The headline (and the missing context)

Amir’s Tenacious-Bench reliability check reports:

Observed (raw) agreement: 91.7% (76 / 83 matches)
All four dimensions clear the spec’s ≥ 80% threshold.

That sounds excellent—until you look at label prevalence:

Pass 1: 92.7% “correct”
Pass 2: 90.2% “correct”

When one label dominates, two passes can agree frequently even if they’re not very discriminative—because “correct” is the default answer.

Quick visual: what skew does to “chance agreement”

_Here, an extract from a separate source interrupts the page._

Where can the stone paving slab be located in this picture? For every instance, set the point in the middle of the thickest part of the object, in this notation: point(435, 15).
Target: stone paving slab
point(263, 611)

Think of agreement as having two components:

Agreement you earn (the rubric is consistently applied)
Agreement you get for free (both passes mostly pick the common label)

Here’s the logic chain:

flowchart TD
	A["Labels are highly imbalanced<br>(most are 'correct')"] --> B["Expected chance agreement becomes high"]
	B --> C["Raw agreement looks strong"]
	B --> D["Kappa has less 'headroom' to increase"]
	C --> E["Headline can overstate reliability"]
	D --> F["Kappa can look only moderate<br>even with few disagreements"]

What raw agreement tells you (and what it can’t)

Raw agreement answers:

How often did the two passes give the same label?

It’s operationally meaningful. If only 7 out of 83 labels flipped, the rubric isn’t wildly unstable.

But raw agreement doesn’t ask whether agreement was easy to obtain. With a dominant label, agreement can be high by default.